Reviewed by Kana
Who it's for, and whether it holds up.
Chen Ping'An starts the story naive, poor, and routinely taken advantage of. If you're expecting a protagonist who arrives with hidden power and quickly rises to dominate, this isn't that novel. The growth here is measured in understanding, not in combat levels, and the early chapters ask for patience that not everyone will have.
What the story does with that patience is impressive. The world-building is dense and coherent, with its own philosophical systems and internal logic, and the author populates it with minor characters who have actual motivations rather than serving as set dressing. Things happen in this world that don't involve the MC at all, which creates a sense that it exists independently of whoever the plot is currently following.
The moral complexity is also worth mentioning. Characters on opposing sides both have reasons that make sense, and the novel doesn't rush to tell you who the correct one is.

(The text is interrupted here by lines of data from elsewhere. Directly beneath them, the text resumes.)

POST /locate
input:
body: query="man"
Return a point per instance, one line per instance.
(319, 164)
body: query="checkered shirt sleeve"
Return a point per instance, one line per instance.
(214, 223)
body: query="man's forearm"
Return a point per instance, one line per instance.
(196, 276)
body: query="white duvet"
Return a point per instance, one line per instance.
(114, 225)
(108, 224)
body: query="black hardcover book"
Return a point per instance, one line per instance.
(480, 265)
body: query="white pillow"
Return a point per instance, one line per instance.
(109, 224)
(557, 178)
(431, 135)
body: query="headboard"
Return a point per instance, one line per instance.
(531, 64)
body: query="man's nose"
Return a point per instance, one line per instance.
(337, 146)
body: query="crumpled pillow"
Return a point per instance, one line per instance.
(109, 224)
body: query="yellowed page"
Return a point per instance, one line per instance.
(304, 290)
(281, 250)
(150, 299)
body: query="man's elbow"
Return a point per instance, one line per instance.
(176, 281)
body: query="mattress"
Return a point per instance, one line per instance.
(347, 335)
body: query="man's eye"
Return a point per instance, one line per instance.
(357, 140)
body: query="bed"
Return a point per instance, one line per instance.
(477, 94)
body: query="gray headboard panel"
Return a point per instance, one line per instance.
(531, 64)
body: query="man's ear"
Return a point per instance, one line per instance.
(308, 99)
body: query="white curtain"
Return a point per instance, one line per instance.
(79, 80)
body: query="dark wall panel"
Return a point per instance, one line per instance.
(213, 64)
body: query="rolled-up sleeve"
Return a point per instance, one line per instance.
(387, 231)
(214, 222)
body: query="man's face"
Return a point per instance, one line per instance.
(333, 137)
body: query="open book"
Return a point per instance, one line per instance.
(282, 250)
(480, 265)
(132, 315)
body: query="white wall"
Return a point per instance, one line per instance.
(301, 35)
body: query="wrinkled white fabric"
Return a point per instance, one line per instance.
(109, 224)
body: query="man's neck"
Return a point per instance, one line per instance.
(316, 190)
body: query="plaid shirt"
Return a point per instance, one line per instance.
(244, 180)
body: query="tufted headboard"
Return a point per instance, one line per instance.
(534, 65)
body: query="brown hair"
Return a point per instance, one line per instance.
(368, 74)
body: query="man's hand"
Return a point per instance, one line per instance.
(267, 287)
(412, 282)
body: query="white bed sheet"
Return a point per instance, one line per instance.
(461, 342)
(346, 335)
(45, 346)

The drawbacks are real. Side arcs run long and can feel like detours. The habit of describing characters by physical or situational markers instead of names creates confusion with a large cast. And at a certain word count, the slow pacing stops being atmospheric and starts feeling like the story is in no hurry to go anywhere.
At 4.6 this is one of the better xianxia novels around, but it's genuinely not for everyone. If you want thoughtful character work and world-building that respects its own rules, it rewards the investment. If you want momentum, look elsewhere.